In the next six weeks or so we will learn whether, as widely predicted, the Bank of England’s monetary policy committee will add another quarter or half point to its interest rate. Although all expectations are that there will be rise in May and probably another one in November, there remain many good fixed-rate deals out there. Yorkshire building society, for example, has a two-year rate of 1.24 per cent and HSBC’s best offer is 1.32 per cent. If you are looking for longer-term security HSBC again has a low offer – 1.71 per cent for five years compared with 1.84 per cent from Yorkshire building society. All loans are for borrowers with at least a 35 per cent deposit.

The number of borrowers in arrears on their mortgage rose slightly according to the latest from UK Finance, the umbrella group for the financial services industry, but the overall number is still comfortably under 100,000. The number of properties repossessed is a small fraction of that – at about 2,000, although behind the statistics will be harrowing stories of people losing their home because of, probably, unforeseen financial tragedy. The advice from UK Finance is simple: “We expect the vast majority of mortgage borrowers to continue to manage their finances successfully but they should continue to keep their plans under review. Any customer who thinks they may experience payment difficulty should always speak to their lender at the earliest opportunity. Lenders remain committed to working with borrowers to keep them in their home wherever possible, and possession continues to be the last resort.”
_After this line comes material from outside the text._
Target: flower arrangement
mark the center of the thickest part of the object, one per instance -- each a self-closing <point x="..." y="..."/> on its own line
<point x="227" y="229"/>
An increasing number of people – especially young people – are switching from traditional banks to digital-only lenders who operate solely through an app and have no physical high-street presence. Monzo, for example, claims to have 500,000 customers. Their overdraft fees and other charges are often lower than some of their old-fashioned peers, and although most have high security and are covered Financial Services Compensation Scheme few yet pay decent savings rates or offer mortgages. One that does is called Atom, which allows you to track your mortgage application via its app, but ironically at present you have to go through a broker rather than direct.